For whatever reason, my mother’s words always remained lodged within my mind even long after that time in the tub. Throughout the years I wondered if my own mother was cursing me with an ailment or if she were simply making a remark. Her remark made no sense to me unless she was just expressing comparisons, but it was indeed strange for me to hear and odd for her to say. For years, I never could shake her words. I pondered over them because the way and the tone in which she said them were “off”. She sounded so sinister with an edge of nicety.

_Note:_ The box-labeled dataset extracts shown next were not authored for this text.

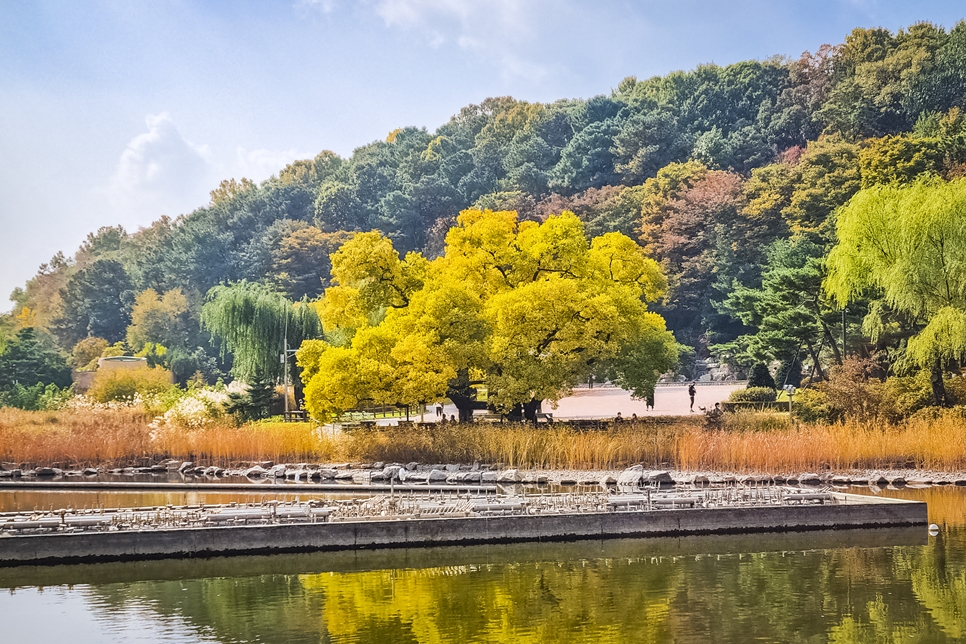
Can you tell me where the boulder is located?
[620,465,644,486]
[798,472,822,485]
[399,470,429,483]
[643,470,674,485]
[496,470,523,483]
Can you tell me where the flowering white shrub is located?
[160,387,228,428]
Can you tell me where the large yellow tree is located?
[298,210,677,420]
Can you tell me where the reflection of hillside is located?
[72,531,966,642]
[907,528,966,638]
[302,561,683,643]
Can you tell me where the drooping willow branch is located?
[201,280,322,381]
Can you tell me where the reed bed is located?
[0,409,966,474]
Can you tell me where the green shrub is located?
[775,358,802,389]
[728,387,778,402]
[748,362,775,389]
[87,367,174,403]
[0,382,74,411]
[792,388,840,423]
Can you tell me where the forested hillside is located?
[0,22,966,394]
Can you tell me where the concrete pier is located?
[0,493,927,566]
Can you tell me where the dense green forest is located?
[0,22,966,412]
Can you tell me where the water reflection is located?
[0,488,966,643]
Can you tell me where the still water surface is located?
[0,487,966,644]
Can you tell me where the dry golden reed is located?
[0,409,966,474]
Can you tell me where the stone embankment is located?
[0,490,926,566]
[0,460,966,487]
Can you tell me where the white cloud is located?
[100,112,216,225]
[295,0,338,13]
[102,112,315,228]
[375,0,552,81]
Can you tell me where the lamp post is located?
[279,315,298,422]
[784,385,797,420]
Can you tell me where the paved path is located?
[426,383,745,422]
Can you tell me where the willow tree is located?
[299,210,677,426]
[201,280,322,392]
[825,179,966,404]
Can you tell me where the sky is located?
[0,0,966,311]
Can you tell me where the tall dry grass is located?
[0,409,966,473]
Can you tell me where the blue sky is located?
[0,0,966,310]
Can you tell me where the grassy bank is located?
[0,409,966,473]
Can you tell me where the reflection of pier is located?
[0,527,927,589]
[0,487,926,565]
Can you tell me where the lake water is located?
[0,486,966,644]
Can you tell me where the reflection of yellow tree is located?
[828,596,932,644]
[300,560,681,643]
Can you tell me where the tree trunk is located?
[929,359,948,407]
[523,399,543,425]
[447,390,485,423]
[818,317,842,364]
[808,344,825,380]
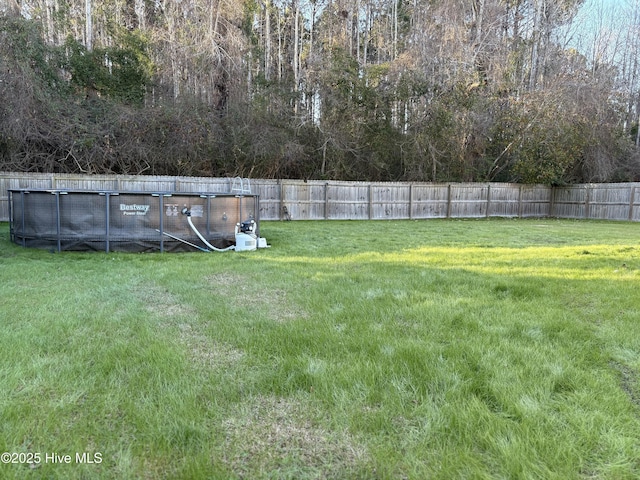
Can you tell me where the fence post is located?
[584,185,591,219]
[518,185,522,218]
[324,182,329,220]
[485,183,491,218]
[409,182,413,220]
[278,179,284,220]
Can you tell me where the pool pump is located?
[182,206,269,252]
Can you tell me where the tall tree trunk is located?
[84,0,93,51]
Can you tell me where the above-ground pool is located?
[9,189,264,252]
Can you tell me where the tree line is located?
[0,0,640,184]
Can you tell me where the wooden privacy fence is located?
[0,172,640,221]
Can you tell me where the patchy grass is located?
[0,220,640,479]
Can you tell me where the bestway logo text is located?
[120,203,150,215]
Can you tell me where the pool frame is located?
[8,189,260,252]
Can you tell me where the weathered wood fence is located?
[0,172,640,221]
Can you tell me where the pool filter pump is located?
[182,206,268,252]
[235,220,258,252]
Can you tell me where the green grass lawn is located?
[0,220,640,480]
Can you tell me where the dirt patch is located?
[611,362,640,408]
[144,286,194,319]
[223,397,367,479]
[178,323,244,368]
[207,274,308,322]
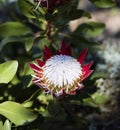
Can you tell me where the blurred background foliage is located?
[0,0,120,130]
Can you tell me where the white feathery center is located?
[43,55,82,88]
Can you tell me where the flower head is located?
[29,41,93,96]
[35,0,67,9]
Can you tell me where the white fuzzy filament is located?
[43,55,82,89]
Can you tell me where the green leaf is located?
[74,22,105,38]
[0,101,37,126]
[0,60,18,83]
[65,9,91,20]
[83,92,108,107]
[0,121,3,130]
[3,120,11,130]
[0,36,27,51]
[90,0,116,8]
[18,0,35,18]
[0,22,31,37]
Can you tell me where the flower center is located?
[43,55,82,89]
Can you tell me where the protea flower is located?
[29,41,93,96]
[35,0,67,9]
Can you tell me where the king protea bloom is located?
[29,41,93,96]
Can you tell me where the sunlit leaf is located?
[3,120,11,130]
[0,101,37,125]
[65,9,91,20]
[0,22,31,37]
[0,60,18,83]
[18,0,35,18]
[0,36,27,51]
[83,92,108,107]
[74,22,105,38]
[90,0,116,8]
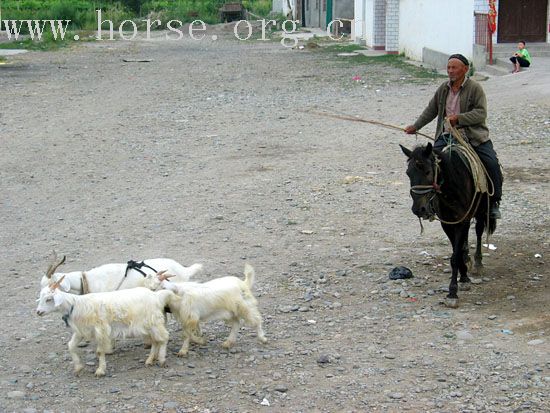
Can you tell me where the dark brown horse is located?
[399,143,496,308]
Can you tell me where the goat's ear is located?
[59,278,71,293]
[399,145,412,159]
[53,293,65,307]
[424,142,433,158]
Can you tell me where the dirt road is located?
[0,27,550,412]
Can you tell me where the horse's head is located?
[399,143,439,219]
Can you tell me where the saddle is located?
[443,125,493,196]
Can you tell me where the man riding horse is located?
[405,54,502,219]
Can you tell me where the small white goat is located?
[36,277,177,377]
[40,252,202,294]
[153,264,267,357]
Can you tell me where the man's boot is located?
[489,201,501,219]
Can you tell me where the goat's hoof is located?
[458,281,472,291]
[445,297,458,308]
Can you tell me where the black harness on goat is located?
[124,260,157,278]
[115,260,158,291]
[61,305,74,327]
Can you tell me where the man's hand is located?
[447,115,458,126]
[404,125,416,135]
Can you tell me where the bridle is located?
[410,150,481,227]
[410,156,441,203]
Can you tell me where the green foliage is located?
[0,31,74,51]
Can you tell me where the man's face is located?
[447,59,468,82]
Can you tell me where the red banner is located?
[489,0,497,33]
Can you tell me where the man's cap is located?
[448,53,470,66]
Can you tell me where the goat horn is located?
[157,270,175,281]
[46,251,67,278]
[51,275,65,290]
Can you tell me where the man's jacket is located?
[414,79,489,146]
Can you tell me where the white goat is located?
[40,252,202,294]
[153,264,267,357]
[36,277,177,377]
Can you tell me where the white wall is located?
[271,0,296,18]
[354,0,374,47]
[399,0,474,61]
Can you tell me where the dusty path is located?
[0,27,550,412]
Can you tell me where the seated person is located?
[510,40,531,73]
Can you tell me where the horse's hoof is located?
[458,282,472,291]
[445,297,458,308]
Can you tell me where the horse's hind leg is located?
[458,222,471,291]
[441,223,469,308]
[474,217,485,275]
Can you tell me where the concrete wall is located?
[386,0,399,53]
[399,0,474,61]
[332,0,354,19]
[354,0,374,47]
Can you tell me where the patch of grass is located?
[323,52,445,79]
[322,44,365,53]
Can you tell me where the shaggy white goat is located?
[153,264,267,357]
[40,252,202,294]
[36,277,177,377]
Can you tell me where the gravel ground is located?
[0,27,550,412]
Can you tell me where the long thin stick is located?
[299,110,434,141]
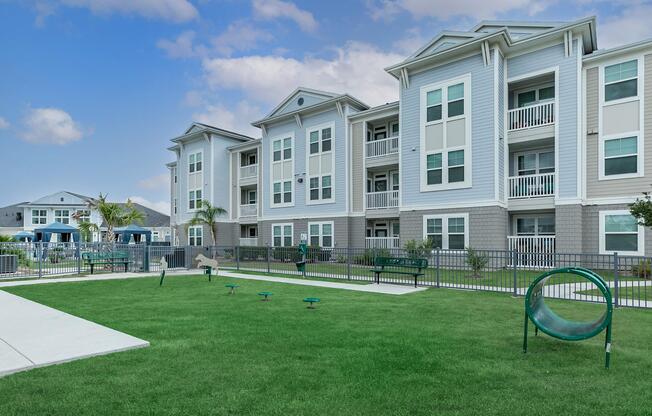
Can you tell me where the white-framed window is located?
[270,134,294,208]
[423,213,469,250]
[188,189,202,211]
[272,223,294,247]
[600,135,640,179]
[600,210,645,256]
[421,75,471,192]
[188,152,202,173]
[306,123,335,205]
[188,225,204,246]
[54,209,70,224]
[32,209,48,225]
[308,221,334,248]
[75,209,91,222]
[604,59,638,102]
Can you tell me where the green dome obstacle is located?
[523,267,613,368]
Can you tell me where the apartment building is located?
[168,17,652,255]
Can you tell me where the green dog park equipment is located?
[523,267,613,368]
[303,298,320,309]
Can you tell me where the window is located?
[188,226,204,246]
[75,209,91,222]
[423,214,469,250]
[272,224,294,247]
[54,209,70,224]
[306,123,335,204]
[600,210,645,255]
[604,59,638,101]
[188,152,202,173]
[448,83,464,117]
[421,76,471,192]
[604,136,638,176]
[188,189,201,210]
[308,222,333,248]
[32,209,48,225]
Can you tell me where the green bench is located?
[370,257,428,287]
[82,251,129,274]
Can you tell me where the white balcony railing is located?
[366,191,398,209]
[509,101,555,131]
[240,204,258,217]
[366,237,401,249]
[240,165,258,179]
[366,136,398,157]
[507,235,555,268]
[509,172,555,198]
[240,237,258,247]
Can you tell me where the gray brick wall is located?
[400,206,508,250]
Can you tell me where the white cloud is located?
[212,21,273,56]
[598,4,652,48]
[156,30,206,58]
[138,173,170,190]
[252,0,319,32]
[367,0,557,20]
[129,196,170,215]
[193,101,264,137]
[60,0,199,23]
[21,108,83,145]
[203,42,403,105]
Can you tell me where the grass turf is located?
[0,276,652,415]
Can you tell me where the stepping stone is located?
[259,292,273,301]
[303,298,319,309]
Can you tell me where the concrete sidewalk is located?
[0,290,149,376]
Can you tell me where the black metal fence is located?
[0,243,652,307]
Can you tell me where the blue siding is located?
[260,105,346,218]
[401,54,495,206]
[507,41,579,198]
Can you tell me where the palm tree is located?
[188,200,226,245]
[88,194,145,243]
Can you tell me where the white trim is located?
[308,221,336,248]
[422,212,470,249]
[304,121,337,206]
[270,222,294,247]
[598,210,645,256]
[268,131,297,209]
[419,74,473,192]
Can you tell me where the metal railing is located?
[366,190,399,209]
[240,165,258,179]
[508,101,555,131]
[0,243,652,308]
[240,204,258,217]
[240,237,258,247]
[365,237,401,249]
[509,172,555,199]
[365,136,398,157]
[507,235,555,267]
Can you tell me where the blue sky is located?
[0,0,652,211]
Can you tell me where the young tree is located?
[188,200,227,244]
[629,192,652,227]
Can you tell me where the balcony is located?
[240,237,258,247]
[365,237,401,249]
[508,101,555,131]
[507,235,555,268]
[365,136,398,157]
[366,190,399,209]
[509,172,555,199]
[240,204,258,217]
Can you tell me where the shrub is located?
[466,247,489,277]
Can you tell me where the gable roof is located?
[265,87,341,118]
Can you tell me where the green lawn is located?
[0,276,652,416]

For the most part, I always thought this experience with my mother was weird, but I also know that families of narcissists have love-hate relationships with each other. For instance, I knew that my mother was often envious of her sister for being so care-free and living a life that she did not live. Yet, at the same time, my aunt was also envious of my mother for having a life that my aunt perceived as a good family life with a nice home. I always thought their closeness was strange but their distance with each other even stranger. They had the same type of relationship with their mother. Yet, this is not a relationship with either of them that I would ever come to find.
When my mother had voiced her words about my physical appearance while I was sitting in the tub, I felt her words’ impact upon me. In fact, I felt an instant anger arise within me. In response to her words, I lashed out and told her to “leave me alone or I’ll tell”. I was never quite sure what I was going to tell, but I believe it was more so telling my father the way my mother had spoken to me because my brain allowed me very little recall of the sexual assault.
However, the very mention of “those boys” always put my body into a trigger mode of reaction. It was clear that my body and mind refused to cooperate with each other to help me remember what “those boys” meant to me and who “those boys” were in reference to me, and for the time being, that lack of cooperation between my body and mind had to be okay because I honestly do not believe I could have handled it any other way.
When I lashed out at my mother to “leave me alone”, I remember feeling hot liquid anger release in small amounts. There was far more anger to come. My madness was only just beginning to surface. There was a huge tidal wave of rage that was being held back like the receding waves that occur just before a tsunami. No one was ready for those waves of rage to come crashing in to destroy everything in their path – not even me.